Il quorum non c'è e su questo Renzi ha avuto ragione. Diamogli atto che "personalizzare" il quesito referendario gli ha permesso di raggiungere il risultato e certo il premier non mancherà di capitalizzare la giornata di oggi. "Avete voluto fare del referendum una battaglia contro il di me e avete perso": prima ancora che pronunci la frase se ne potrebbe già scrivere, talmente sarà scontata. E il risultato finale non è certo una vittoria sfiorata, il che rende tutto ancora più semplice.
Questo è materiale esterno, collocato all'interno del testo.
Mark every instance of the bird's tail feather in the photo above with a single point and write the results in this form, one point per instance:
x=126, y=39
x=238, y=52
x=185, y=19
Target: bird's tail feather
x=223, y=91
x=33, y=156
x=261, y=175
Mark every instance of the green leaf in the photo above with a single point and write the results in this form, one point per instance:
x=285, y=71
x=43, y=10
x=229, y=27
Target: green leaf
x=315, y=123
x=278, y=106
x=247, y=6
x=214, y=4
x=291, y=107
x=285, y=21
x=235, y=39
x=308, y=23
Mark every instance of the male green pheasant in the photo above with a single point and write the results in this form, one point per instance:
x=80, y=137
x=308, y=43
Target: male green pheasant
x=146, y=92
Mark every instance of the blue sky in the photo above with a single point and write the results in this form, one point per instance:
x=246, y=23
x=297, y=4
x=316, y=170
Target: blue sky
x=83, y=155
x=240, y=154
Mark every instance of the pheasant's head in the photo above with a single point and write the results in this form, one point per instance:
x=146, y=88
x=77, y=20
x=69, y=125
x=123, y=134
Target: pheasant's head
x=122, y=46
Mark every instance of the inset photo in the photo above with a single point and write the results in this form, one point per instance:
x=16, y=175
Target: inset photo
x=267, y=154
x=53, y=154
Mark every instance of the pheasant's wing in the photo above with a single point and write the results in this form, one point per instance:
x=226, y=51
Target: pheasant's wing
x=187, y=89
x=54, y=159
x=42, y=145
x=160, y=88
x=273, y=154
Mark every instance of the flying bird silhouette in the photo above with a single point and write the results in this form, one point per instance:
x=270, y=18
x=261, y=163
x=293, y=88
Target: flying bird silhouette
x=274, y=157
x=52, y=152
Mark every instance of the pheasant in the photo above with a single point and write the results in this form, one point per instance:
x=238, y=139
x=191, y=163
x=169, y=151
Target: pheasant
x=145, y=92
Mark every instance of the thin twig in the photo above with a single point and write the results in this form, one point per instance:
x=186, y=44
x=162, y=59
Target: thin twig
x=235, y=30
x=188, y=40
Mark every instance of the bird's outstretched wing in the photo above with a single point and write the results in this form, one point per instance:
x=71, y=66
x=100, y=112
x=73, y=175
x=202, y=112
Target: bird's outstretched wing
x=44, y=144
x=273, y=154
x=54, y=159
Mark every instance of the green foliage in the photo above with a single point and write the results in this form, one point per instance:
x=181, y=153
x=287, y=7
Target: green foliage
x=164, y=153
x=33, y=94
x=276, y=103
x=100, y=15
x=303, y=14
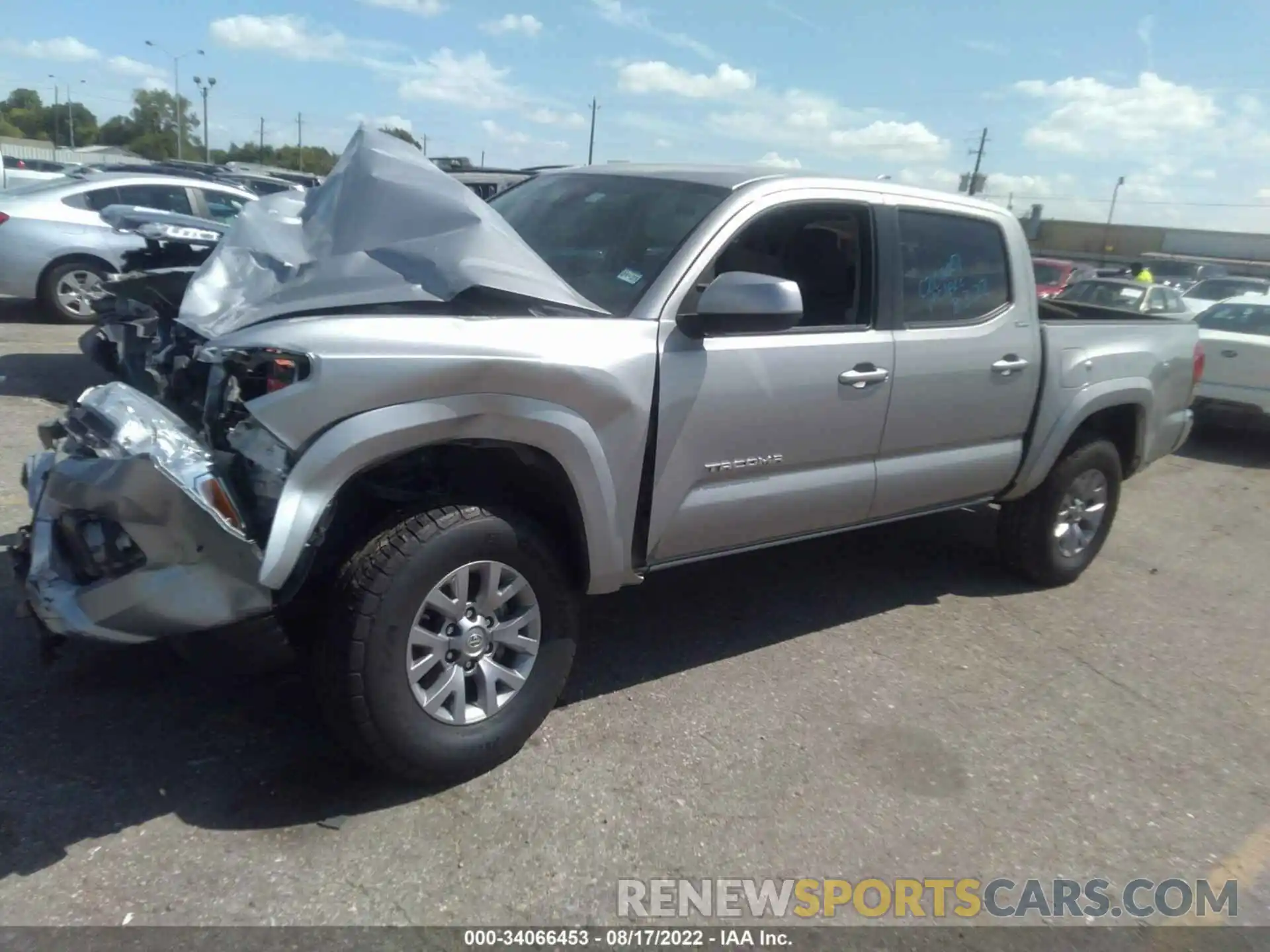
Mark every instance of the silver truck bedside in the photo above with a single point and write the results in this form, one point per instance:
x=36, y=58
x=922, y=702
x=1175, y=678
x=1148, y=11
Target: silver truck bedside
x=142, y=539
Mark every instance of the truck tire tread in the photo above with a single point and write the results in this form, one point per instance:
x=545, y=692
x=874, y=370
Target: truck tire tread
x=1025, y=537
x=361, y=586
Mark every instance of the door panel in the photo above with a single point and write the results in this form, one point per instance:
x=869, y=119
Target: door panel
x=745, y=400
x=966, y=382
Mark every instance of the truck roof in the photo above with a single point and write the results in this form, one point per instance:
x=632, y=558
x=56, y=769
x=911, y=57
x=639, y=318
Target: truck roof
x=734, y=177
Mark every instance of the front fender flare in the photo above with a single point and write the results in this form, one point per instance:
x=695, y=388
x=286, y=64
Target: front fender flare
x=1047, y=446
x=360, y=442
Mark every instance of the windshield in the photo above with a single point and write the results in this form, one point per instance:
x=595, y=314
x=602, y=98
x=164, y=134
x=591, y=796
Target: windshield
x=1105, y=294
x=609, y=237
x=1238, y=319
x=1221, y=288
x=1049, y=274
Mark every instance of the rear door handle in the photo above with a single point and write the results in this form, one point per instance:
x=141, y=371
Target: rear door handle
x=863, y=375
x=1007, y=365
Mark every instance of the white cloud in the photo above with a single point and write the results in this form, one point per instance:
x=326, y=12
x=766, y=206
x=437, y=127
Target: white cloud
x=775, y=161
x=126, y=66
x=1090, y=117
x=494, y=131
x=550, y=117
x=616, y=13
x=421, y=8
x=525, y=23
x=906, y=141
x=472, y=80
x=659, y=77
x=64, y=50
x=286, y=34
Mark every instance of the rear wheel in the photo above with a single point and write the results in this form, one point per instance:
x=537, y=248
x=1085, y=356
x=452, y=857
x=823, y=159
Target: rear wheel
x=1053, y=534
x=452, y=639
x=67, y=291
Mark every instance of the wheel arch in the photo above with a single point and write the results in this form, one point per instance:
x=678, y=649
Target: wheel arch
x=1117, y=411
x=535, y=456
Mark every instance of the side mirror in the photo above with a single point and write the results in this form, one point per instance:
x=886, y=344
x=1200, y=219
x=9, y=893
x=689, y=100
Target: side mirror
x=743, y=302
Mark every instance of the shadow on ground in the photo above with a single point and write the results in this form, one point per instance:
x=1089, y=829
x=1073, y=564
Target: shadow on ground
x=1230, y=444
x=110, y=738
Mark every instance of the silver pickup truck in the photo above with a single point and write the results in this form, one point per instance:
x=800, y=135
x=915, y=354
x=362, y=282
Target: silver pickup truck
x=417, y=428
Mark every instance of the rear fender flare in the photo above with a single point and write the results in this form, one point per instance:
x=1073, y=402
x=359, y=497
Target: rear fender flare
x=360, y=442
x=1047, y=447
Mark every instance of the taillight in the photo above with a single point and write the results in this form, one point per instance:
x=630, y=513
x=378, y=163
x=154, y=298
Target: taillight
x=1197, y=367
x=282, y=372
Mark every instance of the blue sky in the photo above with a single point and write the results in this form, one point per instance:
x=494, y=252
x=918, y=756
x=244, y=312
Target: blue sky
x=1173, y=95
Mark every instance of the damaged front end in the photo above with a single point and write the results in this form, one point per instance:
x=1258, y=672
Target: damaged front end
x=148, y=524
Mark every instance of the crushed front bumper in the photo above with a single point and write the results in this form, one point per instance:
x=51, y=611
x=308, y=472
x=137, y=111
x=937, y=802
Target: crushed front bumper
x=134, y=535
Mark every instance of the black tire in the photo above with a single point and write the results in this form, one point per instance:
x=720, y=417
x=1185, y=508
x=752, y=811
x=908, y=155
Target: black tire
x=359, y=662
x=48, y=291
x=1025, y=531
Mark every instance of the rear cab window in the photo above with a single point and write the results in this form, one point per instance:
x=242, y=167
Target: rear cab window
x=955, y=267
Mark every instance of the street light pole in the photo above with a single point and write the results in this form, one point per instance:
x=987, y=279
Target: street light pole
x=1107, y=229
x=175, y=88
x=205, y=88
x=70, y=110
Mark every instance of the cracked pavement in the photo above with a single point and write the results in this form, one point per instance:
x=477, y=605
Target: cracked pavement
x=883, y=703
Eppure questo referendum (osteggiato, nascosto e mortificato da alti esponenti istituzionali) alla fine ha portato alle urne un considerevole numero di persone e, soprattutto, ha accentuato una spaccatura nel Paese tra filorenziani e antirenziani. Renzi, insomma, esce ufficialmente dal campo politico del tentativo di mediazione e ufficializza (per l'ennesima volta) la strategia dello scontro e imbocca una strada da cui non è possibile tornare indietro.
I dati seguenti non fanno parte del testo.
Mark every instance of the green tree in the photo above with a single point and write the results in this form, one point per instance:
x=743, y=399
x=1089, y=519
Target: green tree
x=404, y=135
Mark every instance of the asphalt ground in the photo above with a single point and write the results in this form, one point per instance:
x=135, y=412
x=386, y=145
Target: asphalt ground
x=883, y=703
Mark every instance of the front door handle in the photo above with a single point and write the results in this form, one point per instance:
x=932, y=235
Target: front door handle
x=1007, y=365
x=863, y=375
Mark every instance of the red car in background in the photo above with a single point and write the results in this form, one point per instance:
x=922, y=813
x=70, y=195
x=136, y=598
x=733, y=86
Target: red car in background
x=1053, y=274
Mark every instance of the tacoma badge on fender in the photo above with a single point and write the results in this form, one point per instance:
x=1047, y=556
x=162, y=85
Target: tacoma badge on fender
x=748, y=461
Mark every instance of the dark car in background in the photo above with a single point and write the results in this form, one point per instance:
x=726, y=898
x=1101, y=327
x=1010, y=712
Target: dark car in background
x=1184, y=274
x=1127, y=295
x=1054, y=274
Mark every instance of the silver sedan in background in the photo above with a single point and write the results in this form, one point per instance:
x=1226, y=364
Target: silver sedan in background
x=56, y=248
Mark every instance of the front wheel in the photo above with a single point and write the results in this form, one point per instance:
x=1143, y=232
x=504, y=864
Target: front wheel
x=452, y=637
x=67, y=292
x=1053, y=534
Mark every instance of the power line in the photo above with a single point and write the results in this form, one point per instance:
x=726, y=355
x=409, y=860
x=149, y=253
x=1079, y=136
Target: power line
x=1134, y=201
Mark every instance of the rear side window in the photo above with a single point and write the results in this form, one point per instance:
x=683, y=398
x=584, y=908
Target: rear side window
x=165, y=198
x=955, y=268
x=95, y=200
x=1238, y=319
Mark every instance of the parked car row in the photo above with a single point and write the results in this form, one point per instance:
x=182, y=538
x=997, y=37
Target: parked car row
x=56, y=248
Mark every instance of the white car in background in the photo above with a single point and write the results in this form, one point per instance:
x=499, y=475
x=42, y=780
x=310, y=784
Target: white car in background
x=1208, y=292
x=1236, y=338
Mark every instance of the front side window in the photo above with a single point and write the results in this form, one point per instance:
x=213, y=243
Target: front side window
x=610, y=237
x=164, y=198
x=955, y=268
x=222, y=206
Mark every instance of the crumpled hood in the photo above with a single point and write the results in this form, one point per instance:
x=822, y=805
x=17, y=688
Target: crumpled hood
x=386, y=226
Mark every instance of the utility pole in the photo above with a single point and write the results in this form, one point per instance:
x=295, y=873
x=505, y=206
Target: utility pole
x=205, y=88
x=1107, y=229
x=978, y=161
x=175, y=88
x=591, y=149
Intorno a questo referendum comunque si è rinsaldata anche l'anima ecologista del Paese che ha provato a oliare di nuovo i meccanismi dell'eccezionale voto sull'acqua pubblica di qualche anno fa e, allo stesso tempo, ha riacceso la discussione sulla partecipazione politica dei cittadini alla vita pubblica. Che piaccia o no il dibattito sul dovere del voto e sulla legittimità o meno dell'astensione ha riportato il tema dell'attivismo politico al centro dell'agenda e già questo è di per sé un ottimo segnale per la democrazia.
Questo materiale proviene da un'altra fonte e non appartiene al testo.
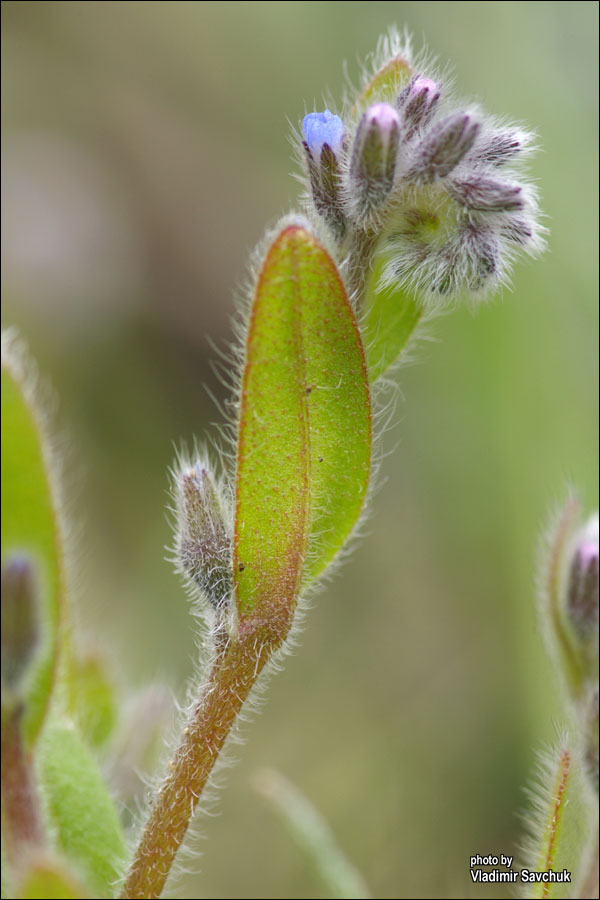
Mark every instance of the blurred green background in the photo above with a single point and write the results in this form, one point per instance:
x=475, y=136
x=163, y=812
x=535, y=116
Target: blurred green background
x=145, y=146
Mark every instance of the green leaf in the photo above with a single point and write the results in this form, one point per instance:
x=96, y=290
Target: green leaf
x=312, y=835
x=304, y=446
x=80, y=807
x=390, y=318
x=92, y=697
x=560, y=826
x=30, y=521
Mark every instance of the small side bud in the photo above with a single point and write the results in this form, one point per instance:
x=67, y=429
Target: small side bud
x=323, y=143
x=20, y=620
x=443, y=147
x=484, y=193
x=582, y=589
x=373, y=163
x=204, y=547
x=499, y=147
x=417, y=104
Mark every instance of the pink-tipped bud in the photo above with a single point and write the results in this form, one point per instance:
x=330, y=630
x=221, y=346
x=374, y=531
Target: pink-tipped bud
x=417, y=103
x=582, y=593
x=204, y=546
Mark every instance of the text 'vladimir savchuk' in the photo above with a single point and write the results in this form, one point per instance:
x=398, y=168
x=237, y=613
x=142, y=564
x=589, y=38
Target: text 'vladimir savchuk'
x=525, y=876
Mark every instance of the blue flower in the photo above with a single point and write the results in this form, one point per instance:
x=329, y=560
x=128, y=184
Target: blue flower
x=323, y=128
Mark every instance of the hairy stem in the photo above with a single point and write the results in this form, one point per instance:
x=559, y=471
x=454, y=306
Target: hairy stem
x=359, y=261
x=22, y=824
x=230, y=681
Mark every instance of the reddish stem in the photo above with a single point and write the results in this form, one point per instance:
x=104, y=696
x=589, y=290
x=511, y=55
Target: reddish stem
x=22, y=826
x=232, y=678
Lo scontro poi, come sempre succede, ha anche calato le maschere di alcuni dirigenti che, ancora una volta, hanno messo a nudo la grettezza, la prepotenza e la stupidità di una classe politica che riesce ha mostrato il proprio lato peggiore. Il #ciaone del piddino Carbone è solo la punta dell'iceberg di un bullismo politico che ormai travalica il buongusto: non si è mai visto un dirigente del più importante partito d'Italia irridere gli elettori (e ce ne sono anche del PD) che oggi hanno deciso di fare sentire la propria voce andando alle urne. La vicenda avrà evidentemente anche una ricaduto nel fronte interno dei democratici.
Questo referendum andava fatto: lo hanno voluto le Regioni, i cittadini e provarci è stata la cosa giusta. Così come ora bisognerà essere cauti nella valutazione del risultato: il sentimento diffuso potrebbe avere fatto le "prove generali" per il referendum costituzionale di ottobre. "Se perdo il referendum sulle riforme mi dimetto e vado a casa" ha ripetuto Renzi rinnovando la sfida dopo l'estate. Se questo risultato sarà un'ulteriore fortificazione del premier e del suo governo oppure la rincorsa per un'azione più compatta (e numerosa) per ottobre ce lo dirà il tempo.